I recently handled a child support case where everything turned on the language that was in the settlement agreement. When it comes to the kids, and when you are getting divorced and putting together a settlement agreement, child support typically is one of the easier things to deal with. That is because it is likely your child support is going to be calculated pursuant to the New Jersey Child Support guidelines.
When we calculate child support, the guidelines will take into account each party's income, any deductions that are allowed under the law, and may include any allowed extra expenses, such as work-related childcare and health insurance premiums. Then, the program will ask for the number of overnights each parent has with the children. At the end, a child support number will be generated that will be the number paid in the vast majority of cases. However, things do not end there as several things are not covered by a child support payment. For example, unreimbursed healthcare expenses, childcare expenses that are not included in the child support calculation, summer camp and expensive extracurricular activities will be things the parents will have to deal with above and beyond child support.

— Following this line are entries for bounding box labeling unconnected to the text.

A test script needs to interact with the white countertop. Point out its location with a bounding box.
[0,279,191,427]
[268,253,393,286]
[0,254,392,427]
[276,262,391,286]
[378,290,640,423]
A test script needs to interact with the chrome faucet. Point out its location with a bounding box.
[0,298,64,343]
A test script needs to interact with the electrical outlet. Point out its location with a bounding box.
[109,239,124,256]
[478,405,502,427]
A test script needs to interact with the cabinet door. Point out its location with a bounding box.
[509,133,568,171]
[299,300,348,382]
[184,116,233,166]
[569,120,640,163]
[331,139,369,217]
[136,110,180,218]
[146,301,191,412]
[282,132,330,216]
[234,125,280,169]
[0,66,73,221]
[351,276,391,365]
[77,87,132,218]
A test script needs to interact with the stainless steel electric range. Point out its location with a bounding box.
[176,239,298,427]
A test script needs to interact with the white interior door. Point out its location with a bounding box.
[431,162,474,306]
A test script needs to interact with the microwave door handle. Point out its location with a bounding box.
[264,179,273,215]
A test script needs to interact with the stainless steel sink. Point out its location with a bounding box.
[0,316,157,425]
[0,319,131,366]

When it comes to these expenses, some people divide them equally. Other people will divide them proportionate to income. My advice in this blog is to be very careful how you divide these child-related expenses and what you put in your settlement agreement because you are likely going to live with itt. For example, if you put in your agreement that these expenses will be split equally, yet your spouse makes twice as much as you do, do not expect to come back a year or two from now say, "I should only have to pay a third, or 25%.” You agreed to that and you specially agreed to it at the time you were making significantly less.
I really want you to be careful when you put things into an agreement. You might tell yourself that splitting everything equally is fair because these are my kids too. While child support is always subject to modification when either the payor or the payee sustains a permanent change in circumstances, agreements about other child-related expenses may not be changed by the court if you agreed to the fixed split. The way to protect yourself is to agree to an initial allocation of these expenses and specifically indicate that the allocation is subject to modification if a court, or the parties through consent, find a sufficient change in circumstances in the future.
The moral of the story is that agreements are contracts and words have consequences. You can agree to whatever you want to agree to, but beware that the court may hold you to your agreement as to the allocation of child-related expenses if you do not allow for a modification in your agreement.